Ask HN: How hard are beginning college CS classes? - solipsist


======
T-R
Depends a lot on the school, and how much prior experience you have. As far as
rigor and workload, that really depends on the professor. That said, intro
courses are usually designed to be at least survivable by someone with no
background at all.

Strictly talking about the difficulty of concepts, a curriculum based off of
SICP (or something with a similar emphasis on functional programming or math)
will probably be full of new concepts even for those who've had some
experience programming. I'd say this is a good thing for everyone involved,
because it both levels the playing field for those without experience, and
ensures that those who have some still get something out of the course.

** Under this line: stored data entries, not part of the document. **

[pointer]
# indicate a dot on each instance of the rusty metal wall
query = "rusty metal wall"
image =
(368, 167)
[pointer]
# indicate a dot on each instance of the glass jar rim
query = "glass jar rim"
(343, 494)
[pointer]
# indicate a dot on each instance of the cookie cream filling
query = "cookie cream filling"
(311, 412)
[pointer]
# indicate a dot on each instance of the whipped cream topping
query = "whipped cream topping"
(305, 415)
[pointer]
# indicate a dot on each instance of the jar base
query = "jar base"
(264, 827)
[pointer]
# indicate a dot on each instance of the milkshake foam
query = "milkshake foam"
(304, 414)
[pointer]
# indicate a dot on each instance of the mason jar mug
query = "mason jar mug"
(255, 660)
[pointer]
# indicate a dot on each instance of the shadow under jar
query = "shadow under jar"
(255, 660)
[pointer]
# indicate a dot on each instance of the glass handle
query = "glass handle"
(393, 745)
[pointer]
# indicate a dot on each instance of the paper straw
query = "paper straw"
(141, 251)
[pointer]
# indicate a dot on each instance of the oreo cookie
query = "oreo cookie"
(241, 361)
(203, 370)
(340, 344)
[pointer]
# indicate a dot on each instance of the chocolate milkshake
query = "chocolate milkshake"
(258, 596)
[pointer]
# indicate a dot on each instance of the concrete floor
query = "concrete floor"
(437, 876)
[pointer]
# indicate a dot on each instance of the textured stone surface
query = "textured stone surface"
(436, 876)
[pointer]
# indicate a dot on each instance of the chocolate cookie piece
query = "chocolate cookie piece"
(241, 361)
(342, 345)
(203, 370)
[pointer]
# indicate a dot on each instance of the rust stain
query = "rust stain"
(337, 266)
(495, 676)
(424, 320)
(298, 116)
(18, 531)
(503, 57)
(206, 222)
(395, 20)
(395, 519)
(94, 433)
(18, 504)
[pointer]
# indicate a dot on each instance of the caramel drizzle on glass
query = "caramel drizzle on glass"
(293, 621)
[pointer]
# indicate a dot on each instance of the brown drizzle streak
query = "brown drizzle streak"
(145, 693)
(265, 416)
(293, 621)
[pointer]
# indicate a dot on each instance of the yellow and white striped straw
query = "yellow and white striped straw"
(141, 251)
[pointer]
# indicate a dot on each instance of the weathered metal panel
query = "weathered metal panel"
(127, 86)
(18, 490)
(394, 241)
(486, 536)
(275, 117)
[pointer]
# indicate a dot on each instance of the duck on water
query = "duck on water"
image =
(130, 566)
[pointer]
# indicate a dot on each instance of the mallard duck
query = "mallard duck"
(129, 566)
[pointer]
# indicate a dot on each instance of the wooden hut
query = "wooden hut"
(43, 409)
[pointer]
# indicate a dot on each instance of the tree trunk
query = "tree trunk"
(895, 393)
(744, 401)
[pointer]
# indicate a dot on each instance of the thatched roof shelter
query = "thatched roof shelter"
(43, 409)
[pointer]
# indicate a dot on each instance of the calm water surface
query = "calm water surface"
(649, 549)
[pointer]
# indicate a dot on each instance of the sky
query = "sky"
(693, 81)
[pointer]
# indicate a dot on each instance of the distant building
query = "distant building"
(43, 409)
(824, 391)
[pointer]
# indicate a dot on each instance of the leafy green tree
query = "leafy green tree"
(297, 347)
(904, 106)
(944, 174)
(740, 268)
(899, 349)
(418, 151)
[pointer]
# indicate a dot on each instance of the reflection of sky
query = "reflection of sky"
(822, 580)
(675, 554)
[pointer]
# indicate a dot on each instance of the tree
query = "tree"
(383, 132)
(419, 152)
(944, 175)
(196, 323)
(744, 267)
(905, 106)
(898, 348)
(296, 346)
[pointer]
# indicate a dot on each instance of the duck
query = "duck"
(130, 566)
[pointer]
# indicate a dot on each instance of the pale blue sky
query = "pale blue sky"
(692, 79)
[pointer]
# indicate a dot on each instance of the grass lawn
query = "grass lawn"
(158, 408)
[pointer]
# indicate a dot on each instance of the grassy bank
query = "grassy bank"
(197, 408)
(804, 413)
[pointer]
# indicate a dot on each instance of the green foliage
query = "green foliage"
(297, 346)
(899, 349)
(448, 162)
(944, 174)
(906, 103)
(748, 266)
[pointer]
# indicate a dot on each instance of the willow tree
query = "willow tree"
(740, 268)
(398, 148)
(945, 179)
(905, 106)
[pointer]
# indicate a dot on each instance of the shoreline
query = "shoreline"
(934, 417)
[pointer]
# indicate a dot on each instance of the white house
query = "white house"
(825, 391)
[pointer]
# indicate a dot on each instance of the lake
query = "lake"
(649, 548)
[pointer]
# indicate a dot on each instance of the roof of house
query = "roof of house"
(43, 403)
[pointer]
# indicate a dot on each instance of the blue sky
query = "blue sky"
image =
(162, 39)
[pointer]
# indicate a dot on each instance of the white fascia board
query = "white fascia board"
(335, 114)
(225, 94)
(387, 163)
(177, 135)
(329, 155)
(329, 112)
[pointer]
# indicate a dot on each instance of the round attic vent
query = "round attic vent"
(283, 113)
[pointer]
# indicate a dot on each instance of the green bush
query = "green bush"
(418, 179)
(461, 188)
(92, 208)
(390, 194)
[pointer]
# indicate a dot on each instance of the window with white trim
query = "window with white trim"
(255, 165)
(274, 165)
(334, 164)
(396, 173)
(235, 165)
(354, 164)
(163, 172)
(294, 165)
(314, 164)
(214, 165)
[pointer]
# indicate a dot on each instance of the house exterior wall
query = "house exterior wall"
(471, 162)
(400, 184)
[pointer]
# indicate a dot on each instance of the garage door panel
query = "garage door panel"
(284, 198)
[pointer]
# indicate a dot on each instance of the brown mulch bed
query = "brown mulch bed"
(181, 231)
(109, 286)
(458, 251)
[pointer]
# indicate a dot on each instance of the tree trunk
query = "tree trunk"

Most schools, though, start with imperative concepts (as does AP Comp Sci),
which isn't a bad thing either, but someone with experience won't get as much
out of it until later in the course.

If you're applying to schools or about to start a class, it wouldn't be a bad
idea to dig through the department website and see if you can find the site
for the class to see what it entails.

------
ibejoeb
* What school? They can be very different. Some curricula are highly theoretical, some practical, some hybrid, but most still are termed "Computer Science."

* What is your background? Have you been exposed to mathematical proofs, logic, discrete math, or computer programming?

* What is your purpose? Are you worried about filling a single freshman requirement, or are you planning on studying computer science?

------
Wingman4l7
In my experience, CS 101 was easy to get into and seemed to be designed to get
students excited about computer science. Heck, one of the final projects was
to implement an Asteroids game. We even used a beginner Java IDE developed by
one of the professors -- <http://sourceforge.net/projects/jigsaw-ide/>

------
Stythys
not very hard at all, at least in my experience.